Dail hearing told new prison health regime is needed to deal with drugs

Responsibility for monitoring health in the State's prisons should be removed from the Department of Justice and taken over by…

Responsibility for monitoring health in the State's prisons should be removed from the Department of Justice and taken over by the Department of Health, a Dail committee was told last night.

Dr Joe Barry, medical adviser to the National Drugs Strategy Team, said about half of the prison population was addicted to drugs and about 80 per cent of those addicts were testing positive for hepatitis C.

"Change in prison healthcare is urgently needed and there is a great argument for giving responsibility to the Department of Health and Children rather than the Department of Justice. I think we are storing up big problems the way we are dealing with this."

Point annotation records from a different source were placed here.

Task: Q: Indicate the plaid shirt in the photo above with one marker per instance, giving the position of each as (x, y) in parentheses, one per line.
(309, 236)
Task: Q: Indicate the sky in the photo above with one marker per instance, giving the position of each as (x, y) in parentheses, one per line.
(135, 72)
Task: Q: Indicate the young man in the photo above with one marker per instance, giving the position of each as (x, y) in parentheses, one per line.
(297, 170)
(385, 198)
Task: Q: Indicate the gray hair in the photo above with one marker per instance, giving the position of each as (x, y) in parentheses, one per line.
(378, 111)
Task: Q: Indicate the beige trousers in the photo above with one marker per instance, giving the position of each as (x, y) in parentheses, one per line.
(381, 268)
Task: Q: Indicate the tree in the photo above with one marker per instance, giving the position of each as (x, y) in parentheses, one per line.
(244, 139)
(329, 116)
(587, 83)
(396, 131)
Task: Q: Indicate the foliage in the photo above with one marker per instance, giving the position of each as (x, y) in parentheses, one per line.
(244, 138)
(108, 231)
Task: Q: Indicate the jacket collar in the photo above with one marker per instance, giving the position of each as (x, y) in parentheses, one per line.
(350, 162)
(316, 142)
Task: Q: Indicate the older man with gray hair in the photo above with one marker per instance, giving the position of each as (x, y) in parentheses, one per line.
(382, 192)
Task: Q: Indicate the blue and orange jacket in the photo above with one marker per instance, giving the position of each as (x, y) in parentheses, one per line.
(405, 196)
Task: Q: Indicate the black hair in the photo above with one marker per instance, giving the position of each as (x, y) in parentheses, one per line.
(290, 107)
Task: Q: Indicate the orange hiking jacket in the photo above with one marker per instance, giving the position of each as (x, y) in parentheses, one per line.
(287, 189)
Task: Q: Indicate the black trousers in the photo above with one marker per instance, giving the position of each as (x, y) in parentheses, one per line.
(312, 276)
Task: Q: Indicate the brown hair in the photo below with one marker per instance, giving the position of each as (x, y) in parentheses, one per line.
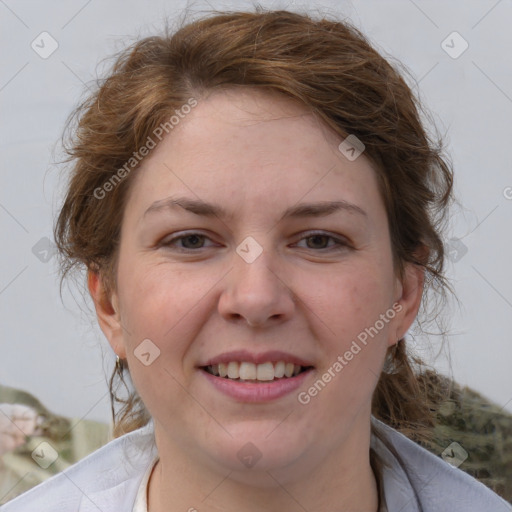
(330, 68)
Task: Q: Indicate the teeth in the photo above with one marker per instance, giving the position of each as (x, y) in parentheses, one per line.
(233, 370)
(255, 372)
(247, 371)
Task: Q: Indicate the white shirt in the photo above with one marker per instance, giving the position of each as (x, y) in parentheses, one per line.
(111, 478)
(141, 500)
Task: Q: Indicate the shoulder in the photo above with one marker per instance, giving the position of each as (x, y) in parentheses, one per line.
(415, 479)
(107, 477)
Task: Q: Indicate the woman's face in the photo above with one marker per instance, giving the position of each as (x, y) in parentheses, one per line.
(248, 265)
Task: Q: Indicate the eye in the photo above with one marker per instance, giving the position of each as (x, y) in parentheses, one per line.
(319, 239)
(190, 241)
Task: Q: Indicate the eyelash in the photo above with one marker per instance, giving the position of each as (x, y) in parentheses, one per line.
(340, 243)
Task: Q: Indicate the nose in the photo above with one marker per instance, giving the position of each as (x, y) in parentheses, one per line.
(256, 293)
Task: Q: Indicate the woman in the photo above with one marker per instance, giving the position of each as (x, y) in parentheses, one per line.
(258, 208)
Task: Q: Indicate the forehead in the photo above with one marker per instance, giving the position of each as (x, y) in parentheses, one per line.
(249, 148)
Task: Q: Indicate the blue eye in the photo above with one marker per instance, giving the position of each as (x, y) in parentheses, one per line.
(193, 241)
(194, 238)
(321, 238)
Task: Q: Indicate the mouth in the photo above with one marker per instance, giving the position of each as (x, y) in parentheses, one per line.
(245, 371)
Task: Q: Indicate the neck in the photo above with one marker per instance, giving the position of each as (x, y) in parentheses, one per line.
(343, 481)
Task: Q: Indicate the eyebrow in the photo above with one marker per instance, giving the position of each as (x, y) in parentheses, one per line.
(320, 209)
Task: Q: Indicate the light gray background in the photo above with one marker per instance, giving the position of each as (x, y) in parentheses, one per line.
(57, 351)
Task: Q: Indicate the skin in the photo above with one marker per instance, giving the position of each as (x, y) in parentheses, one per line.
(256, 154)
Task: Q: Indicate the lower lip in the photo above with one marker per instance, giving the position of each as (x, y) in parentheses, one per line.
(256, 392)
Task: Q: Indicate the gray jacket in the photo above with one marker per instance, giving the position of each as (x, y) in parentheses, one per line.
(414, 480)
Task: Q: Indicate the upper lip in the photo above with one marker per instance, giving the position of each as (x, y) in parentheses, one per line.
(250, 357)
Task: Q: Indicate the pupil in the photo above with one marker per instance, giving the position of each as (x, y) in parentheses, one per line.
(317, 237)
(195, 238)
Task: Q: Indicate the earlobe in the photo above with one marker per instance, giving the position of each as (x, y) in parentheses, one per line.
(107, 312)
(408, 300)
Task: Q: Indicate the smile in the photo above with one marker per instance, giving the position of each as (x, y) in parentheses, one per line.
(251, 372)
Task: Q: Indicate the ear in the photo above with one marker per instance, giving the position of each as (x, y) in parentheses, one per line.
(408, 294)
(107, 311)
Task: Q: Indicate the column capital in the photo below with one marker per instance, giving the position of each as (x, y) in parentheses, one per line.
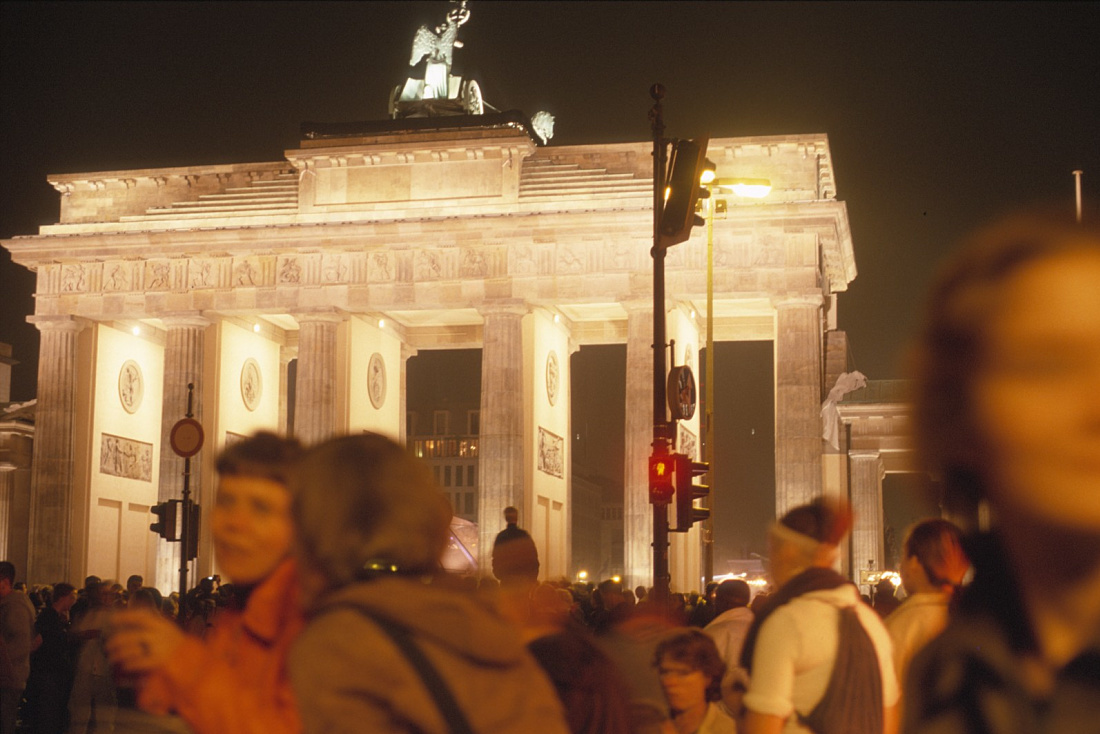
(73, 324)
(501, 308)
(328, 316)
(191, 320)
(637, 305)
(798, 299)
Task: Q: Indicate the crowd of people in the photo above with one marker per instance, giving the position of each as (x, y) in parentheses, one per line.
(338, 617)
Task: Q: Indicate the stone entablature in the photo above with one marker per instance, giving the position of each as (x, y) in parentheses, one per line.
(560, 227)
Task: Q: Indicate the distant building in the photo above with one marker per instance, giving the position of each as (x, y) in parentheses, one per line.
(447, 440)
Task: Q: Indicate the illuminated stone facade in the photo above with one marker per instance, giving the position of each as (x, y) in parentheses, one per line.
(356, 251)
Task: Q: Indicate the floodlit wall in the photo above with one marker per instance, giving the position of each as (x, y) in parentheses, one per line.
(548, 462)
(374, 368)
(124, 458)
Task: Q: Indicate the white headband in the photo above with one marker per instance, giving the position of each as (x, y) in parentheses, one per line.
(822, 552)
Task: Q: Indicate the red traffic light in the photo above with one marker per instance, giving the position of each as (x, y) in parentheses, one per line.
(661, 468)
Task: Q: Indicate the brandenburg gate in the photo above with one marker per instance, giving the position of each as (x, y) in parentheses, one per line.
(366, 243)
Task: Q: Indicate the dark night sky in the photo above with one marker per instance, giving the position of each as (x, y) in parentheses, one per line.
(939, 116)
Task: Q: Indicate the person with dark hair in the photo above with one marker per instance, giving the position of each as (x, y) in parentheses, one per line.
(690, 670)
(51, 681)
(233, 680)
(932, 569)
(1007, 414)
(383, 650)
(17, 641)
(728, 630)
(818, 658)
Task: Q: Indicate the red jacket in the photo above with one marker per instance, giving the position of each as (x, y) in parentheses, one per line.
(235, 679)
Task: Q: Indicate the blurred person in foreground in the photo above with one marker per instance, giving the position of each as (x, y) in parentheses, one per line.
(384, 650)
(1008, 415)
(932, 570)
(234, 680)
(690, 671)
(818, 658)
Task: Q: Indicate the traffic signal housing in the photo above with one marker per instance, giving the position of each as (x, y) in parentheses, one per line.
(686, 491)
(661, 489)
(165, 525)
(193, 532)
(682, 190)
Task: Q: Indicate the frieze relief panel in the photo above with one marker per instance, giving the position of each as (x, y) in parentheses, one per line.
(334, 267)
(206, 273)
(125, 458)
(571, 258)
(381, 267)
(158, 274)
(121, 275)
(75, 277)
(551, 453)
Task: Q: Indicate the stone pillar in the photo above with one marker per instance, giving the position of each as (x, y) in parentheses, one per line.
(403, 418)
(867, 473)
(7, 492)
(51, 537)
(315, 409)
(501, 444)
(638, 438)
(285, 355)
(184, 359)
(798, 401)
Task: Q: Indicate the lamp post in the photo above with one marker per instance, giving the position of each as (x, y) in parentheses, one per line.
(750, 188)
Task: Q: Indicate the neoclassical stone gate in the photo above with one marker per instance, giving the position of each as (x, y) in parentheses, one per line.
(355, 251)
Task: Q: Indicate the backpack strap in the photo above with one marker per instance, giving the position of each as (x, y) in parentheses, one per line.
(853, 700)
(437, 687)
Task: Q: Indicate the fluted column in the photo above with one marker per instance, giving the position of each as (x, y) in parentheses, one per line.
(286, 354)
(315, 409)
(501, 444)
(184, 357)
(7, 490)
(403, 418)
(867, 472)
(637, 512)
(798, 401)
(51, 537)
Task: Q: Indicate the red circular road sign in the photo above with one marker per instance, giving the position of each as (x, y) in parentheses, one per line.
(186, 437)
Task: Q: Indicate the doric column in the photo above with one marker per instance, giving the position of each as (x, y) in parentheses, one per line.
(798, 401)
(7, 490)
(867, 472)
(51, 535)
(407, 351)
(315, 409)
(286, 354)
(637, 512)
(184, 357)
(501, 444)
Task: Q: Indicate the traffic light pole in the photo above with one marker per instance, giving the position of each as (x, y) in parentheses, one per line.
(661, 434)
(185, 507)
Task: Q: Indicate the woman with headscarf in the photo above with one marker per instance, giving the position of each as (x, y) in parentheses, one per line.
(383, 649)
(818, 658)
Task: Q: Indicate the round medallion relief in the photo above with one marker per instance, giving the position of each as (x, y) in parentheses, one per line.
(376, 380)
(131, 386)
(252, 384)
(553, 376)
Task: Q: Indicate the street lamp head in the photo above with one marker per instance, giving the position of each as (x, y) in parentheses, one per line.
(752, 188)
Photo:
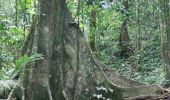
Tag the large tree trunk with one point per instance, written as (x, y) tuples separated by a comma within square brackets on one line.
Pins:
[(124, 40), (57, 76)]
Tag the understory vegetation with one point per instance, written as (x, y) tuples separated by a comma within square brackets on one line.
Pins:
[(145, 28)]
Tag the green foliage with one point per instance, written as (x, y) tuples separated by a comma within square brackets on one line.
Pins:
[(19, 65)]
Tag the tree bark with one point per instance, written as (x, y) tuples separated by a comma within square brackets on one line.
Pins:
[(53, 78), (124, 39)]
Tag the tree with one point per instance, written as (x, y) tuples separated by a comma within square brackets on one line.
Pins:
[(166, 45), (124, 39), (68, 72)]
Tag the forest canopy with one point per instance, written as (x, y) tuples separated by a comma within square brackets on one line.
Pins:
[(76, 49)]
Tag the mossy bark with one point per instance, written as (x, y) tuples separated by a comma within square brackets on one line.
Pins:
[(53, 78)]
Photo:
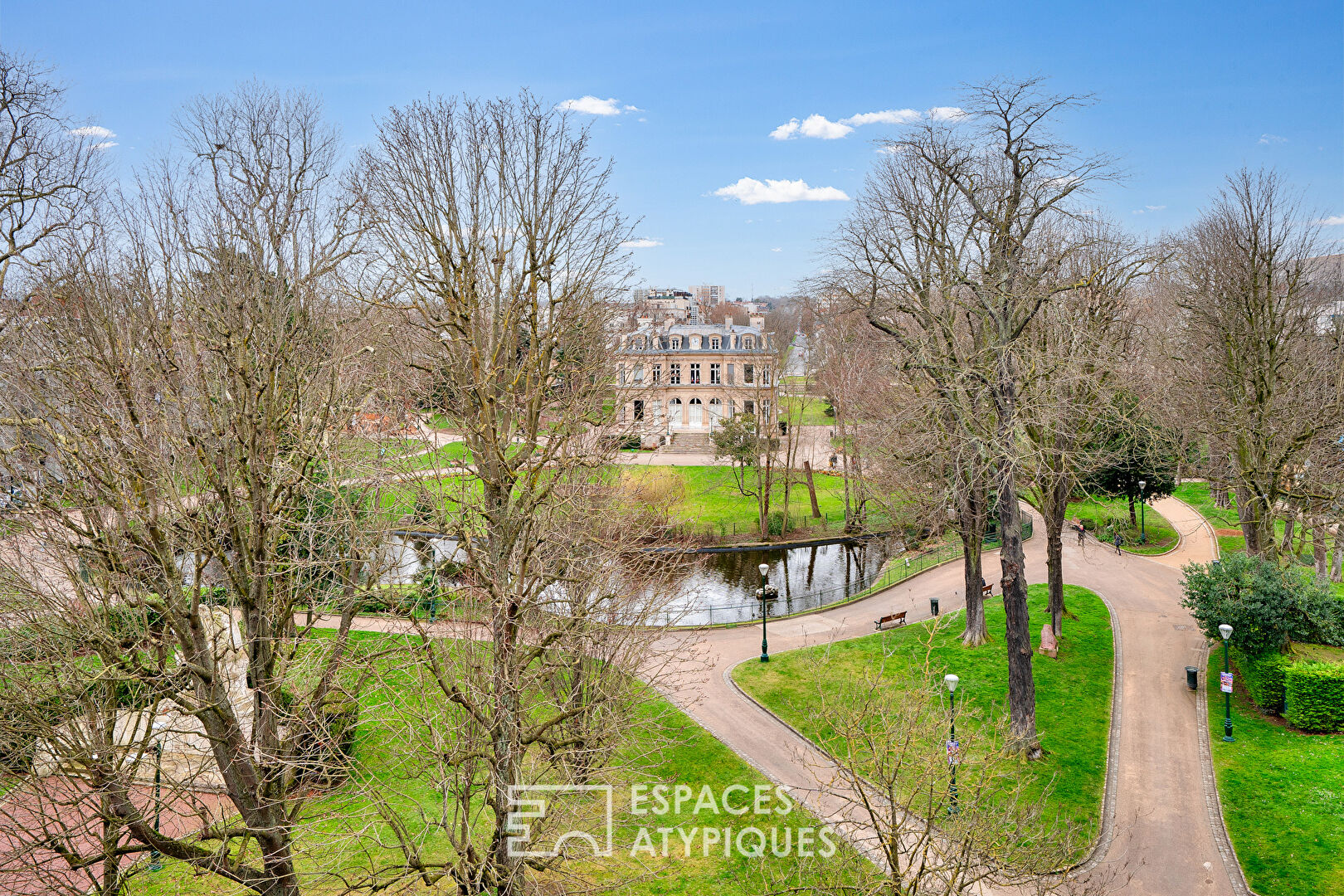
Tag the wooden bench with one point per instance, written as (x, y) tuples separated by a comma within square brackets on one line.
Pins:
[(894, 618)]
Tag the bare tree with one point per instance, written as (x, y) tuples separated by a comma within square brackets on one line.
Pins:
[(1259, 353), (953, 249), (928, 811), (190, 388), (50, 169), (1079, 348), (498, 234)]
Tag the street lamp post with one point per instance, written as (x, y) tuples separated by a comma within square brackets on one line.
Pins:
[(1226, 684), (1142, 525), (765, 648), (953, 747)]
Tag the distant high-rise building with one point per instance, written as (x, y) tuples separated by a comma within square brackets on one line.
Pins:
[(711, 295)]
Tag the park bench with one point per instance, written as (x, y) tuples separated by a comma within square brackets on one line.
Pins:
[(894, 618)]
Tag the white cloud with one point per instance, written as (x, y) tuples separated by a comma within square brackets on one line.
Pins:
[(886, 117), (817, 127), (590, 105), (823, 129), (750, 191), (93, 130)]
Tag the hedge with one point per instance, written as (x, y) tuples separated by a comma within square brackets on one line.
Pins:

Dr Barry was speaking during a hearing by the Joint Committee on European Affairs into a draft report titled "Social Consequences of, and Responses to, Drug Misuse in Member-States".

READ MORE

The author of the report, Dr Paul Flynn, of the Social, Health and Family Affairs Committee, told the Dail committee his research indicated that countries with strict prohibition policies towards drugs had encountered greater problems than those countries with liberal regimes.

He said that the UK had some of the highest cannabis use, and greatest increases in addiction and drug deaths, while pursuing "prohibition" policies with the strictest penalties in Europe. By contrast, the Netherlands, which had 25 years of regulating demand, had "spectacularly impressive results" in controlling the safe use of drugs.

There were 40 deaths from heroin per million of population in the UK compared with less than four per million of population in the Netherlands.

Mr Tony Geoghegan, of the Merchants Quay Project in Dublin, told the committee that there were an estimated 13,000 heroin addicts in Dublin, but only 5,000 were engaged in treatment. The Republic's drug addicts have the lowest age profile in the EU with an average age of 24. On average, young heroin users in Dublin do not seek treatment until they have been addicted for 2 1/2 years.

Mr Geoghegan said there were 86 drug-related deaths in Dublin last year, 16 more than in 1998.

He challenged the notion that cannabis was a "gateway" to harder drugs. In his experience, social deprivation was the main gateway to drug addiction.